Other myopathic conditions may mimic metabolic myopathies, in particular the limb–girdle muscular dystrophies or, more commonly, chronic inflammatory myopathies such as polymyositis. For a more detailed discussion, Wortmann and DiMauro provide an excellent review of the subject.1 In general, other systemic features such as rash, malaise, interstitial fibrosis, carditis, and gastrointestinal dysfunction should suggest the presence of an acquired inflammatory myopathy, but the distinction can be difficult.

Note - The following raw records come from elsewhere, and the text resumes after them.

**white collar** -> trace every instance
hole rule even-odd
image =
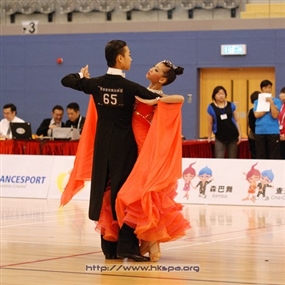
[[[123,70],[121,69],[117,69],[117,68],[113,68],[113,67],[109,67],[107,70],[107,74],[111,74],[111,75],[121,75],[122,77],[126,77],[126,74],[123,72]]]
[[[61,122],[60,122],[59,124],[57,124],[57,123],[54,121],[54,118],[51,118],[49,124],[50,124],[50,125],[56,125],[56,126],[58,126],[58,127],[61,127]]]

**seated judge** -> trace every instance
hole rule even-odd
[[[64,109],[60,105],[55,105],[52,108],[51,118],[44,119],[40,126],[38,127],[36,134],[38,136],[52,136],[52,129],[64,127],[64,123],[62,122],[62,117],[64,114]]]
[[[69,103],[66,107],[68,120],[65,122],[66,128],[79,129],[81,133],[85,122],[85,117],[80,115],[79,105],[76,102]]]
[[[12,104],[6,104],[3,106],[4,119],[0,122],[0,138],[12,139],[12,132],[10,128],[10,122],[12,123],[24,123],[25,121],[20,119],[17,115],[17,107]]]

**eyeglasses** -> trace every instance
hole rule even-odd
[[[165,59],[162,61],[167,67],[171,68],[171,69],[176,69],[176,66],[169,60]]]

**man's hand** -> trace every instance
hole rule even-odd
[[[274,104],[272,97],[266,97],[265,101],[269,102],[270,104]]]
[[[57,125],[49,125],[48,127],[49,129],[54,129],[54,128],[57,128]]]
[[[84,67],[82,67],[80,69],[80,72],[82,73],[83,77],[90,78],[90,73],[89,73],[89,70],[88,70],[88,64],[86,64]]]

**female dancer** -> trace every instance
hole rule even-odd
[[[148,88],[163,96],[162,86],[170,84],[182,72],[183,68],[162,61],[147,73]],[[162,97],[155,111],[146,105],[157,103],[155,100],[138,100],[133,130],[140,154],[118,193],[116,213],[120,227],[127,224],[135,229],[141,241],[141,254],[149,252],[150,260],[158,261],[159,243],[182,237],[190,227],[181,213],[182,206],[174,201],[177,180],[182,173],[181,103],[184,98]]]

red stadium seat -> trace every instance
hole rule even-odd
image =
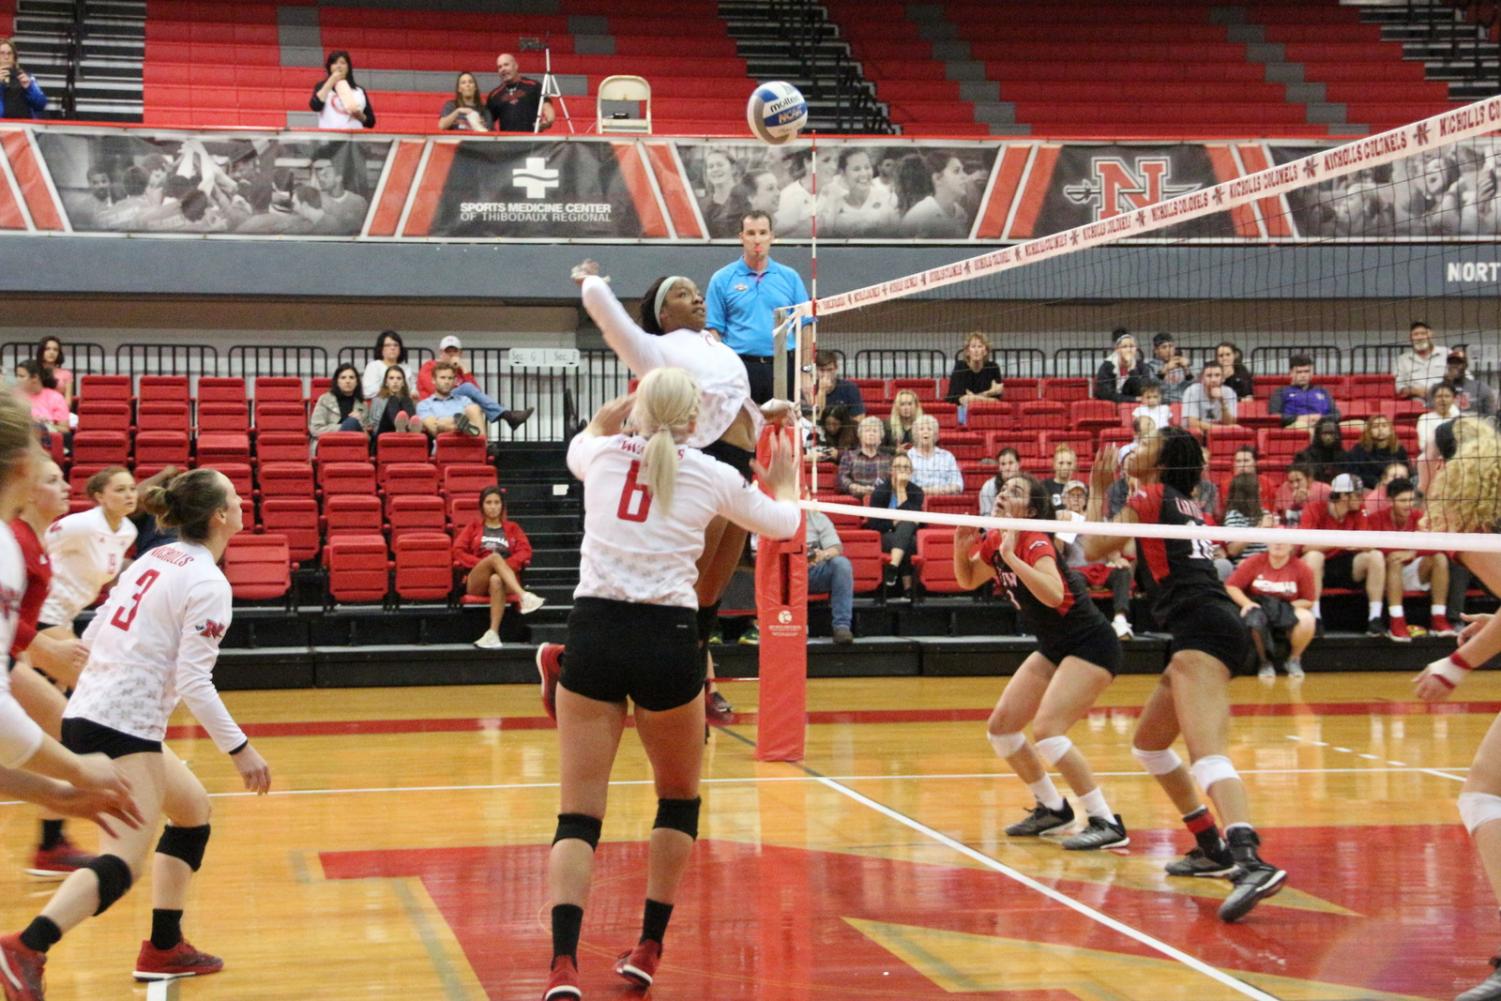
[[[929,594],[964,594],[954,576],[954,530],[923,528],[917,532],[917,554],[913,559],[917,579]]]
[[[1119,427],[1120,412],[1109,400],[1076,400],[1069,406],[1073,426],[1081,431],[1096,431],[1100,428]]]
[[[323,502],[323,520],[330,543],[336,535],[381,535],[384,530],[380,498],[373,493],[335,494]]]
[[[119,431],[130,427],[130,404],[120,400],[94,402],[83,400],[78,404],[79,432]],[[54,438],[60,436],[54,435]]]
[[[453,593],[453,546],[441,532],[410,532],[395,540],[396,597],[446,601]]]
[[[313,442],[313,457],[320,467],[330,462],[369,462],[370,439],[363,431],[330,431]]]
[[[224,576],[236,601],[285,598],[292,590],[287,537],[276,533],[236,535],[224,550]]]
[[[141,403],[188,403],[188,377],[185,375],[143,375],[136,387]],[[185,426],[185,425],[184,425]]]
[[[198,379],[198,406],[205,403],[237,403],[241,413],[249,413],[245,380],[239,376],[205,375]]]
[[[318,502],[311,497],[267,497],[261,501],[261,525],[287,539],[290,558],[301,563],[317,557],[321,545]]]
[[[427,462],[395,462],[381,470],[380,490],[389,506],[402,496],[438,496],[438,468]]]
[[[124,431],[80,431],[73,436],[73,461],[91,466],[130,464],[130,436]]]
[[[928,409],[928,404],[937,403],[942,397],[939,395],[937,379],[892,379],[891,395],[896,396],[904,389],[910,389],[917,394],[922,401],[923,409]]]
[[[1293,456],[1308,447],[1308,432],[1299,428],[1263,428],[1256,451],[1261,461],[1275,469],[1286,467]]]
[[[983,478],[980,480],[981,486],[984,486],[985,480],[995,476],[995,470],[993,469],[981,469],[976,470],[976,472],[983,474]],[[967,487],[968,485],[969,480],[966,479],[965,486]],[[942,494],[936,497],[924,497],[922,509],[939,514],[978,514],[979,503],[978,493],[966,491],[962,494]]]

Many tools are available to the clinician to aid in the diagnostic evaluation of metabolic myopathies. One of the most cost-effective and least invasive tools remains the clinical history and physical examination, which can provide invaluable information that allows the clinician to narrow or broaden further diagnostic testing as appropriate and potentially avoid unnecessary invasive testing. A thorough history and examination will often help differentiate a dynamic myopathy characterized by transient, severe symptoms from a static myopathy characterized by fixed weakness. Because the primary metabolic myopathies are hereditary, a thorough, targeted family history may provide valuable information. Routine tests including serum electrolytes, glucose, liver transaminases, creatine kinase (CK), lactate, ammonia, and urinalysis may be useful. In some cases, the forearm exercise test, electromyography (EMG), and routine muscle biopsy may provide valuable information (see Table 1, p. 16, and Table 3, p. 23). Diagnostic tests such as urine organic acids, plasma amino acids, and plasma acylcarnitine profile may provide more specific results, allowing the clinician to approach more costly confirmatory testing, including enzyme and DNA analysis on leukocytes, fibroblasts, and the liver, in a rational, cost-effective manner (see Table 3, p. 23).
As a group, the metabolic myopathies are often broadly divided into three categories based on the underlying metabolic defect: 1) muscle glycogenoses, 2) disorders of FAO, and 3) mitochondrial myopathies. The following discussion will focus on the most common primary metabolic myopathies associated with primarily dynamic symptoms characterized by exercise-induced myalgia, early fatigue, cramping, and myoglobinuria.
Disorders of Glycogen Metabolism (Muscle Glycogenoses)
The classification of GSDs is based on the associated enzyme defect and clinical presentation.5 Two GSDs do not involve skeletal muscle: GSD type I (von Gierke disease) and GSD type VI (Hers disease). Some GSDs produce primarily static symptoms of fixed, proximal weakness, including GSD type II (Pompe disease), GSD type III (Cori-Forbes disease), and GSD type IV (Andersen disease). The latter two disorders are typified by liver involvement and will not be further discussed. Late-onset Pompe disease causes progressive, proximal muscle weakness that may progress to respiratory failure, and it falls into the static myopathy category.